The soil is a sandy loam. Across the site soil, depth above bedrock varies between 5 and 15 feet.

Related: Mike Treinen – Onsite Installer Video – Nov 2011

Nor was the drip field an ideal flat piece of ground. The discharge system utilizes a large stand of trees on hills above the camp. Preserving those trees was one of the project’s challenges. “It was a lot of hand work. We rented a small trencher and did as much as we could mechanically. But as soon as we came to roots of about 2 inches in diameter, we had to hand dig beneath,” McGee says.

Trees were not planted in straight lines. “It was all virgin forest up there,” McGee says. To go around large root systems, they split the 2-inch force main into a couple of pipes and then linked the Geoflow drip lines to those to cover the soil in and around the roots. “It looked like spaghetti up there for a while,” McGee says.

Although associated with the notion of eternal sunshine California does have a winter, and the SBI project spanned it. From about November through April or May is the rainy season. Access to the job site was a dirt road.

“We got a lot of rain that winter so there were periods of time when we couldn’t actually get in,” McGee recalls. “We had kind of a dry window there when we were actually setting the AX units.”

As it was, trucks couldn’t make it up the grade to the job site without help. One bend was so sharp drivers had to stop and back up to complete the turn, McGee says. To move the tanks SBI had its own trucks, tri-axles with 20 feet of bed. The crew built extensions for the beds so the trucks could haul the septic and AX tanks up to the site. A tractor with a backhoe hooked on to the trucks to help them get up the grade. The same was true for the 15-ton crane that came in to set the tanks. Going downhill wasn’t a problem.

High but not dry

Despite the site’s location high on a hill, the tanks were installed with deadmen to prevent them from floating. There is still some elevation above the tank site, McGee says. “It rains all winter pretty much, and the water table fluctuates greatly.” There is probably no danger of the tanks breaking through the surface, yet they’re fiberglass, and if they are completely emptied the cables will ensure they remain in the ground.

When the installation was done, the work was not. There was still the environment to take care of. “When we were done there was a lot of erosion control. We hand-seeded the ground and manually spread straw. And it’s kind of neat to go up there now and see the grass growing.”
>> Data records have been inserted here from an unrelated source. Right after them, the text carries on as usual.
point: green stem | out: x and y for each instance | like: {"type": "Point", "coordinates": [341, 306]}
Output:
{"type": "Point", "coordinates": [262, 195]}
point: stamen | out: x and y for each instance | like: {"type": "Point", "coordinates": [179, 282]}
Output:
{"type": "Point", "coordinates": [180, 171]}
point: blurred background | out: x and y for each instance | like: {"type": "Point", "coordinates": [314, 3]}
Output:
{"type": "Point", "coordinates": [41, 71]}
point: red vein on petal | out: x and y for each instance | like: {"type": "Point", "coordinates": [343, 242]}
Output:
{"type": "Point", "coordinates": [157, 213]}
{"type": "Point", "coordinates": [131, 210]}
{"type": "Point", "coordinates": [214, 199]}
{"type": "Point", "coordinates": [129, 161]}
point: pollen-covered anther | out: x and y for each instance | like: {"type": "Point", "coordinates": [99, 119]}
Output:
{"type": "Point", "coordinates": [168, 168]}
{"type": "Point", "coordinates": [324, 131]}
Systems like the Advantex are becoming the norm in his part of California, McGee says. Sonoma County is a popular second-home location, and the state’s stringent environmental regulations make it increasingly difficult to find locations where traditional septic systems are permitted.

“We find ourselves more and more putting these advanced systems in challenging places, among tress and in other terrain like Camp Newman. Advantex water is so clean, the owners can use it for subsurface irrigation,” McGee says.